As a college student I fell into the trap of over-committing myself to activities, organizations, people and events in order to be liked and to feel important. I chose to involve myself in numerous activities in order to maintain a full calendar. I thought that being everyone's friend or acquaintance was the fast track to success. It seemed as if the most successful student leaders were the ones who navigated several social circles, juggling involvement in 5 or 6 duties at the same time and constantly running from meeting to meeting. I saw them as my role models for success. They commanded respect from their peers, received public popularity, and appeared to be on top of the world.
I wanted the same accolades so I attempted to become just what I saw.
I thought that the secret to success was being liked.
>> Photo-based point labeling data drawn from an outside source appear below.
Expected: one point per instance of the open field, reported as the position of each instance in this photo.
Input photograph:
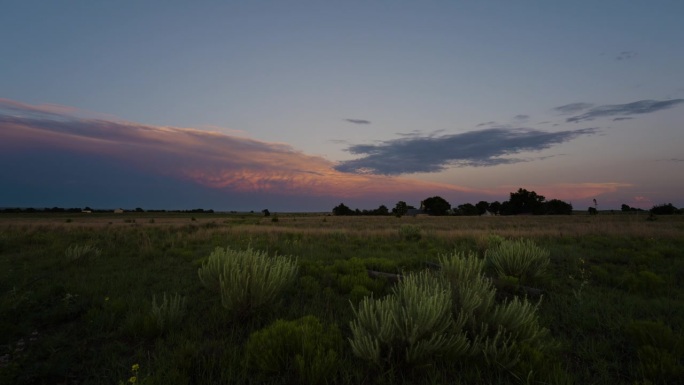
(77, 293)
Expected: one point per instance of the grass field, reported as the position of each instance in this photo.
(83, 297)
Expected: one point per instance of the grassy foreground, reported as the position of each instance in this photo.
(78, 294)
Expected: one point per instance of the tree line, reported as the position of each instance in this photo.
(521, 202)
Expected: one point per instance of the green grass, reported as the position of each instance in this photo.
(614, 295)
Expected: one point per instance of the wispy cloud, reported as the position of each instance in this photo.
(572, 108)
(626, 55)
(490, 123)
(358, 121)
(634, 108)
(211, 159)
(486, 147)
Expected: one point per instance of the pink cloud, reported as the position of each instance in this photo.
(212, 159)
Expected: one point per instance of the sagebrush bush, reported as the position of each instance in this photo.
(497, 331)
(521, 259)
(304, 350)
(79, 252)
(410, 326)
(247, 280)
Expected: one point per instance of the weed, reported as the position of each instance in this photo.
(78, 252)
(247, 279)
(521, 259)
(303, 350)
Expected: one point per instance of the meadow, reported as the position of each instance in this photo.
(116, 298)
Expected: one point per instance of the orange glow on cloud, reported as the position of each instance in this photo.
(232, 162)
(213, 159)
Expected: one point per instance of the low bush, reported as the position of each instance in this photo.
(410, 232)
(247, 280)
(304, 350)
(410, 326)
(521, 259)
(80, 252)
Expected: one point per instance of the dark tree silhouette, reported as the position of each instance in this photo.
(341, 209)
(664, 209)
(557, 207)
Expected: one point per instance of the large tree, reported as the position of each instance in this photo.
(557, 207)
(341, 209)
(436, 206)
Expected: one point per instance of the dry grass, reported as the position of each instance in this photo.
(314, 224)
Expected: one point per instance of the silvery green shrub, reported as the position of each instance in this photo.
(520, 258)
(247, 279)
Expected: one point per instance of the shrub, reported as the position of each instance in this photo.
(246, 279)
(498, 331)
(303, 349)
(169, 312)
(473, 293)
(76, 252)
(410, 232)
(521, 259)
(409, 326)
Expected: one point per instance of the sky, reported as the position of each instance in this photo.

I learned the hard way that simply seeking 'likes' is not the most important factor in the path to success. It was during my most difficult days when I discovered that the circle of true friendship is small.
As the world of social media likes and shares consumes our lives, I recognize that there is a temptation to fall into this need for approval and popularity. The facade of affirming the social avatar disconnects us from our true selves. After the revisions, filters, edits, and layers we lose sight of who is really hiding behind our social mask.
When we are more interested in which events we are invited to and devalue the importance of building quality relationships, we may find ourselves caught within a spider web of deception.
I have experienced this dynamic a few times in my own life. It was when I realized that my priority to please others, stand out in timelines and be on every VIP list was not pushing me closer to self-acceptance and purpose. As a matter of fact, the more I played into the game of a socialite, I found myself alone with a stranger. However, I soon discovered that the stranger was me.
Learning from changes.
Like many other young adults, I learned the hard reality that plans will inevitable change. There will even be some (possibly many) moments when you will indeed fail. During those humbling moments when it seems that the world has come to an end because your ideal plan didn't work out the way you originally designed is where the growing pains intensify.
I have to admit that I never expected to feel so many gut wrenching and hard moments. Through my own path of self-discovery and growth, I learned that in order to survive I had to learn how to be authentic. This included both in reality and the virtual world.
I started doing the hard work of revealing my own truth to myself first and then to my circle of trust. Parker Palmer's book, A Hidden Wholeness, taught me the importance of discovering my inner peace through caring for my soul. This type of self-care allows us to exercise the gifts of the Spirit as we pursue a life that is rewarding. It helps us to breathe when goals and plans don't fall into place when we think that they should.
Even if you have felt the pressures of not living up to the person others said you would become at this stage. Maybe you are worried that you haven't achieved everything you wanted. It's even possible that you have become the master of disguise on your social media platforms.
“Our deepest calling is to grow into our own authentic self-hood, whether or not it conforms to some image of who we ought to be. As we do so, we will not only find the joy that every human being seeks--we will also find our path of authentic service in the world.”
― Parker J. Palmer
Doing the Inner Work
The good news is that there is redemption for all of us who desire to live free, brave and true.
It took me hitting rock bottom and being alone to realize that living to be liked by others would not sustain me. I had to live for a different reason if I wanted to be able to endure this marathon of achieving my own greatness and walking in my purpose. I decided to search deep within myself to care for my brokenness and to find joy in the process.
I do this by committing myself daily to finding God's truth for my life. As a Christ-follower, I believe that my complete identity is in found in the One who sees me with all of my weaknesses, strengths, secrets, wounds, failures, successes, hopes, dreams, doubts, questions, and fears. It is because I know that God sees me with love and compassion that I have the courage to be myself. In Christ, I know that I am supported, loved, valued, encouraged and safe. This is the reality I seek. This is the place where I believe to be my sweet spot.
This is not an attempt to glamorize my struggle and package it as if I don't continue to struggle. Trust, there are some days when I have more not-so-pretty language to describe my frustrations with the process of life. I am aware of the complexities of growing older and not yet reaching achievement. However, I am choosing to stay on the course and not let this process consume me.
My challenge to you is to do the same.
Fall in love with your dreams and the reality you have in Christ so that you can find the peace that comes with being whole. You might just find the strength to be exactly what you need to make it through today.